When we cried as young children, and before we had any other source of communication, our parents assumed we were hungry and fed us.


Most-often we were crying because we were feeling neglected and asking for the reassurance of being loved and not alone.


The problem is in the association… The parent comes to us and feeds us - showing us we are loved and not alone. Food equates to love and takes away the emotional pain. It’s the solution to the problem and the association is made for life. As we age and we feel unfulfilled; neglected, unloved and alone - we eat.
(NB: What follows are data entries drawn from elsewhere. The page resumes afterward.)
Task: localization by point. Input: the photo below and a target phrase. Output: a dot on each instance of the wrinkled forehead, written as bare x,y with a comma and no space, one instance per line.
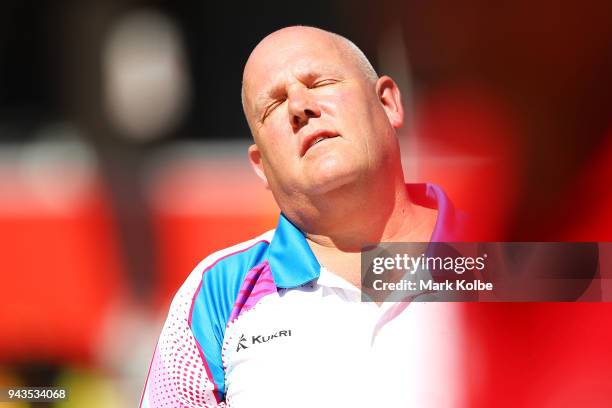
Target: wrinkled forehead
275,61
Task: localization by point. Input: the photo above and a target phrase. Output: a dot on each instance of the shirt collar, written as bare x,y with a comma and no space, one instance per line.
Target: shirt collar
293,264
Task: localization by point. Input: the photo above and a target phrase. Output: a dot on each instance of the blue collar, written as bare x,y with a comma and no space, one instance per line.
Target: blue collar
293,264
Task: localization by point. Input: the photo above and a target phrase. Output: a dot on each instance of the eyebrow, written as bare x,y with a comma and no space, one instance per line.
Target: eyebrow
305,74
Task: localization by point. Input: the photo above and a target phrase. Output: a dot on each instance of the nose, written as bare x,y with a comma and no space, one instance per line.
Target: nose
302,107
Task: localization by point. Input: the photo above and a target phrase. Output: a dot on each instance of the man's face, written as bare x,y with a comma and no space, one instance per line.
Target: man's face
317,120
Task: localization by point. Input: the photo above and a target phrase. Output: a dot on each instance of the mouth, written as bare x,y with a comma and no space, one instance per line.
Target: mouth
315,138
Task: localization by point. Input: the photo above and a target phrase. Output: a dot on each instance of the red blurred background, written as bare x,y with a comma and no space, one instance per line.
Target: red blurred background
123,163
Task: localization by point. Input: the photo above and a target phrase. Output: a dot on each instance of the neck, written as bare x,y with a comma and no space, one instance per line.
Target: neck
348,218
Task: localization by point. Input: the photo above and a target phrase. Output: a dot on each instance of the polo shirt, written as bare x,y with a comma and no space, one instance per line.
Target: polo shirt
263,324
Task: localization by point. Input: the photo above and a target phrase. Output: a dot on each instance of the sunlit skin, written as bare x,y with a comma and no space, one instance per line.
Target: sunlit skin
301,84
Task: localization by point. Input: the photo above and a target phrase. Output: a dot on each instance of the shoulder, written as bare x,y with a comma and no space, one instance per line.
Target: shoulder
224,267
It (food) becomes the medication and cure-all for the never-ending bombardment of stress and depression.


The goal is to get to the root of the problem and replace the association.

 

The Solution

Research shows and proves that most people fail to resolve destructive habits and activities because they neglect to substitute the issue with one that's positive and productive.


What was once a common activity and a big part of the person's life is now gone, leaving the person with an empty void: a feeling of being lost and alone - much like the loss of a loved one or the neglect of a parent. The fix for that depressive state of mind is only a box of Oreo's away - making failure too easy and victory too difficult. The effort to ignore the problem away is vertually impossible.


Another big failing point is in substituting the activity with one that’s just as destructive. The emptiness is often filled with all the wrong escapes, which gives the struggling person a built in excuse to fail and return to original problem.


In the example of weight-loss - exercise is the perfect substitute. Because losing weight is most often a health concern, exercise goes hand in hand with gaining better health. A three mile walk or an hour at the gym replaces the McDonald's value meal. Instead of leaving the person in solitude and discomfort, the void is successfully replaced with a feeling of victory and immediate reward. The result is: a new addiction - one that will continue to improve your health, your appearance, your energy level, your life-span and especially your incentive to continue.